A chatbot that says "I've processed your return" might be lying — it just said the words. An agent that processes returns actually executes the steps: verifies eligibility, creates a return record, triggers a refund, sends confirmation. There's a meaningful difference.

That said, many systems branded as "AI agents" are closer to chatbots than they admit. The label has become a marketing term. I'd encourage anyone evaluating these tools to ask specifically: what actions does it actually take, in which systems, and how are those actions confirmed?

What makes an AI agent appropriate for a business process

Not every process benefits from an AI agent. In my experience, the cases where agents genuinely earn their complexity are ones with these characteristics:

  • Unstructured or variable inputs. If inputs are always identical and structured, a traditional rule-based automation is simpler and more reliable. Agents earn their keep when input formats vary or when contextual interpretation is needed.
  • High volume, repetitive decisions. If the same class of decision happens dozens or hundreds of times a day, the overhead of building and maintaining an agent is justified.
  • Clear success criteria. You need to know what "correct" looks like — both for testing and for ongoing monitoring. Agents that produce output you can't validate are risky.
  • Tolerance for occasional errors. AI agents make mistakes. This isn't a dealbreaker, but you need a process for catching and correcting them. If the process has zero tolerance for error, you need a human in the loop.

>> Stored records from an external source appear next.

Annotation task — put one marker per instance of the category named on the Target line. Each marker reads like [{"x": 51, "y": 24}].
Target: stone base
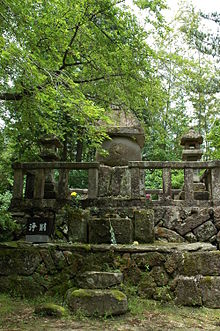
[
  {"x": 198, "y": 291},
  {"x": 110, "y": 230},
  {"x": 38, "y": 238},
  {"x": 97, "y": 302},
  {"x": 99, "y": 280}
]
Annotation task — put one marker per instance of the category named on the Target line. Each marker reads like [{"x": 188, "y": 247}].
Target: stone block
[
  {"x": 205, "y": 231},
  {"x": 144, "y": 226},
  {"x": 167, "y": 234},
  {"x": 200, "y": 263},
  {"x": 147, "y": 286},
  {"x": 97, "y": 302},
  {"x": 20, "y": 262},
  {"x": 77, "y": 229},
  {"x": 150, "y": 259},
  {"x": 187, "y": 292},
  {"x": 210, "y": 289},
  {"x": 190, "y": 237},
  {"x": 160, "y": 276},
  {"x": 50, "y": 309},
  {"x": 192, "y": 222},
  {"x": 98, "y": 279},
  {"x": 121, "y": 228}
]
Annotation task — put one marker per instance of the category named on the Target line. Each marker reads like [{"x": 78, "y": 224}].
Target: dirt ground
[{"x": 17, "y": 314}]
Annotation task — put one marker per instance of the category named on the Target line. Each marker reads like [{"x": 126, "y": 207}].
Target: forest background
[{"x": 64, "y": 65}]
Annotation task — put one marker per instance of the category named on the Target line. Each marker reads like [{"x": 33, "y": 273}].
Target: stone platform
[{"x": 188, "y": 274}]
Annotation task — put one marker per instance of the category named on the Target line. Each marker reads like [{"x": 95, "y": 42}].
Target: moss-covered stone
[
  {"x": 25, "y": 287},
  {"x": 150, "y": 259},
  {"x": 50, "y": 309},
  {"x": 210, "y": 289},
  {"x": 97, "y": 302},
  {"x": 163, "y": 294},
  {"x": 19, "y": 261},
  {"x": 159, "y": 275},
  {"x": 200, "y": 263},
  {"x": 188, "y": 292},
  {"x": 147, "y": 286}
]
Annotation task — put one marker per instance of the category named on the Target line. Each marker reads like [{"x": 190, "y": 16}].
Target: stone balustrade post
[
  {"x": 188, "y": 185},
  {"x": 18, "y": 184},
  {"x": 93, "y": 175},
  {"x": 215, "y": 186},
  {"x": 135, "y": 183},
  {"x": 39, "y": 184},
  {"x": 63, "y": 191},
  {"x": 167, "y": 184}
]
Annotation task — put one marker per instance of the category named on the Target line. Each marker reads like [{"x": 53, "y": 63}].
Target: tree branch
[
  {"x": 67, "y": 50},
  {"x": 11, "y": 96},
  {"x": 96, "y": 79}
]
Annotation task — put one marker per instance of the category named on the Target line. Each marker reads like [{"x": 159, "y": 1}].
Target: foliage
[{"x": 65, "y": 63}]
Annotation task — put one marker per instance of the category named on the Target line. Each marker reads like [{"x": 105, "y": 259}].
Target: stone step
[
  {"x": 198, "y": 291},
  {"x": 99, "y": 280},
  {"x": 97, "y": 302}
]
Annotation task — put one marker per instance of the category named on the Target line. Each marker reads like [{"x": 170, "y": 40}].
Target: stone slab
[
  {"x": 99, "y": 280},
  {"x": 97, "y": 302},
  {"x": 102, "y": 230},
  {"x": 144, "y": 225}
]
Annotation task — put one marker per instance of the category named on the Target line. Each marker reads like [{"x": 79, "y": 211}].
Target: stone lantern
[
  {"x": 127, "y": 140},
  {"x": 49, "y": 148},
  {"x": 49, "y": 153},
  {"x": 191, "y": 143}
]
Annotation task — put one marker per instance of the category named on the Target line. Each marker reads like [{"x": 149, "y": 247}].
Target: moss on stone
[
  {"x": 118, "y": 295},
  {"x": 50, "y": 309},
  {"x": 82, "y": 293}
]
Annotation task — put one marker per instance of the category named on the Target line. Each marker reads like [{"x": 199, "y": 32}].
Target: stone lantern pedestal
[
  {"x": 49, "y": 153},
  {"x": 41, "y": 220},
  {"x": 191, "y": 143}
]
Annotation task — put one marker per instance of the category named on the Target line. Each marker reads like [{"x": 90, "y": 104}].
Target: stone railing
[
  {"x": 189, "y": 195},
  {"x": 192, "y": 193},
  {"x": 40, "y": 171}
]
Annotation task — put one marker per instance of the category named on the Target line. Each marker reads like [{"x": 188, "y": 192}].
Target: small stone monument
[
  {"x": 49, "y": 153},
  {"x": 127, "y": 139},
  {"x": 40, "y": 224},
  {"x": 191, "y": 143}
]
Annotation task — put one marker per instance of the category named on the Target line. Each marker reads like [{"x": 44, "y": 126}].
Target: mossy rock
[
  {"x": 25, "y": 287},
  {"x": 97, "y": 302},
  {"x": 50, "y": 309}
]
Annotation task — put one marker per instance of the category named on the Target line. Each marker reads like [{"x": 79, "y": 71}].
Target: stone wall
[
  {"x": 187, "y": 274},
  {"x": 190, "y": 224}
]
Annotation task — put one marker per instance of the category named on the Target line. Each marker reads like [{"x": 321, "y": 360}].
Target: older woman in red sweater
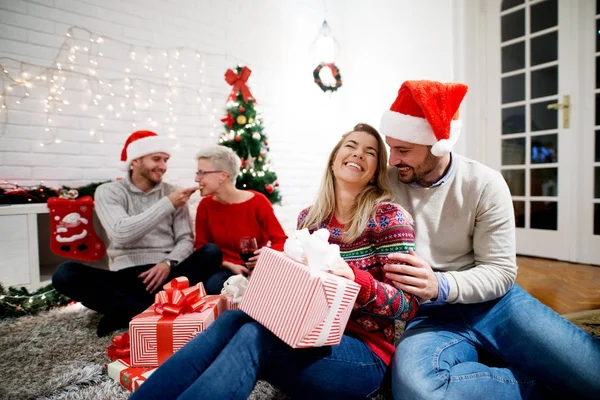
[{"x": 226, "y": 214}]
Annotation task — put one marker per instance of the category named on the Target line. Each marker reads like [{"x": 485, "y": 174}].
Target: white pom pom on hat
[
  {"x": 426, "y": 112},
  {"x": 142, "y": 143}
]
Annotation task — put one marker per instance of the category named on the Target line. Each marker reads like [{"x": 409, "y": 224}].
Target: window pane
[
  {"x": 506, "y": 4},
  {"x": 597, "y": 108},
  {"x": 597, "y": 35},
  {"x": 544, "y": 48},
  {"x": 513, "y": 88},
  {"x": 544, "y": 215},
  {"x": 542, "y": 118},
  {"x": 515, "y": 179},
  {"x": 544, "y": 149},
  {"x": 544, "y": 82},
  {"x": 513, "y": 57},
  {"x": 597, "y": 158},
  {"x": 597, "y": 183},
  {"x": 544, "y": 15},
  {"x": 544, "y": 182},
  {"x": 513, "y": 25},
  {"x": 597, "y": 72},
  {"x": 513, "y": 151},
  {"x": 596, "y": 219},
  {"x": 519, "y": 207},
  {"x": 513, "y": 120}
]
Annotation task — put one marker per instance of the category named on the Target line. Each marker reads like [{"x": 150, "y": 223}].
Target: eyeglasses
[{"x": 201, "y": 173}]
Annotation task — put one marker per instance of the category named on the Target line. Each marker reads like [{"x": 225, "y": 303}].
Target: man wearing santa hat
[
  {"x": 149, "y": 227},
  {"x": 477, "y": 334}
]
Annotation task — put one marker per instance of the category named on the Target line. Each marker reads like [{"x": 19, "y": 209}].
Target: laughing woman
[{"x": 226, "y": 360}]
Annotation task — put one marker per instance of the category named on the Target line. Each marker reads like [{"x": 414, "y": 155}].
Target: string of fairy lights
[{"x": 156, "y": 88}]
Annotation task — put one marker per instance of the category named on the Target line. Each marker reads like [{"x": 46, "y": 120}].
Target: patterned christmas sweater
[{"x": 379, "y": 302}]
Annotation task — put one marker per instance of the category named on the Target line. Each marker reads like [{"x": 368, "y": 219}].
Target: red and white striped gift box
[
  {"x": 302, "y": 309},
  {"x": 127, "y": 376},
  {"x": 155, "y": 337}
]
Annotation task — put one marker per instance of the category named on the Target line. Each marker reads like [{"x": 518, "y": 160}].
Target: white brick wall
[{"x": 381, "y": 44}]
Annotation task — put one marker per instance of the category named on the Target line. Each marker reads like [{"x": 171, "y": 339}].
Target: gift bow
[
  {"x": 119, "y": 348},
  {"x": 235, "y": 287},
  {"x": 178, "y": 298},
  {"x": 313, "y": 250},
  {"x": 238, "y": 81}
]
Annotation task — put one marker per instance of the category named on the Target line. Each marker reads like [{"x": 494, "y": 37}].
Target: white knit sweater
[
  {"x": 465, "y": 228},
  {"x": 143, "y": 228}
]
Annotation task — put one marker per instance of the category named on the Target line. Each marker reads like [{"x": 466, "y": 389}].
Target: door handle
[{"x": 566, "y": 107}]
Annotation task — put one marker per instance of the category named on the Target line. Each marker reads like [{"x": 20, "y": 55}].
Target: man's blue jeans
[
  {"x": 226, "y": 360},
  {"x": 538, "y": 353}
]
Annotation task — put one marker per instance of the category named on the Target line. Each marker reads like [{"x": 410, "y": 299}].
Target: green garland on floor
[
  {"x": 12, "y": 193},
  {"x": 17, "y": 302}
]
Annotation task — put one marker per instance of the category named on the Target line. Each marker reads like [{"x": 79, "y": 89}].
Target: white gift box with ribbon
[{"x": 294, "y": 296}]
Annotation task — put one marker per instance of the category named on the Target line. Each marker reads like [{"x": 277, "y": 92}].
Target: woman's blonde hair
[
  {"x": 223, "y": 159},
  {"x": 375, "y": 192}
]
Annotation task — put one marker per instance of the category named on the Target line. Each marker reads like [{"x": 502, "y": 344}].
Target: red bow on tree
[
  {"x": 238, "y": 81},
  {"x": 229, "y": 120}
]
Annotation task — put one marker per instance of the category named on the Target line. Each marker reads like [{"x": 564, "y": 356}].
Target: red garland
[{"x": 239, "y": 83}]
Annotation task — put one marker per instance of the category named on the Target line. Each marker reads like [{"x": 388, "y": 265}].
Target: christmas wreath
[{"x": 336, "y": 74}]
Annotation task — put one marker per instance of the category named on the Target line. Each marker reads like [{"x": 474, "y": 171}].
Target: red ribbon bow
[
  {"x": 178, "y": 298},
  {"x": 239, "y": 83},
  {"x": 119, "y": 348}
]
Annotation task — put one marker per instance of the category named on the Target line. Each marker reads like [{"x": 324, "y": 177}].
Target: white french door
[{"x": 543, "y": 130}]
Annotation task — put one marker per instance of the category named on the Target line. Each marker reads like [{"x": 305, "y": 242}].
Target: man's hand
[
  {"x": 181, "y": 196},
  {"x": 343, "y": 269},
  {"x": 235, "y": 268},
  {"x": 416, "y": 278},
  {"x": 155, "y": 276}
]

One more thing: the quality of your data matters enormously

I have had conversations where a client wants to automate a process, and the first thing I discover is that the underlying data is inconsistent, incomplete, or stored in three different places with slightly different formats. An AI agent can handle some of that variation — but it can't compensate for fundamentally bad data.

If your CRM has duplicates, your email folders are a mess, or your documents don't have consistent naming conventions, those problems will slow down or compromise any automation you try to build. This isn't a dealbreaker — it just means there's scoping work to do before the agent work starts.

The short version

AI agents are software systems that use language models to perceive situations and take actions in connected systems. They're more capable than rule-based automation for variable, unstructured inputs. They're more limited than the "autonomous AI" framing suggests. They work best when the task is high-volume, the inputs are varied, and there's a clear way to verify their output.

That's the mental model I use. It's not comprehensive — the field is moving fast — but it's practical enough to help with real decisions.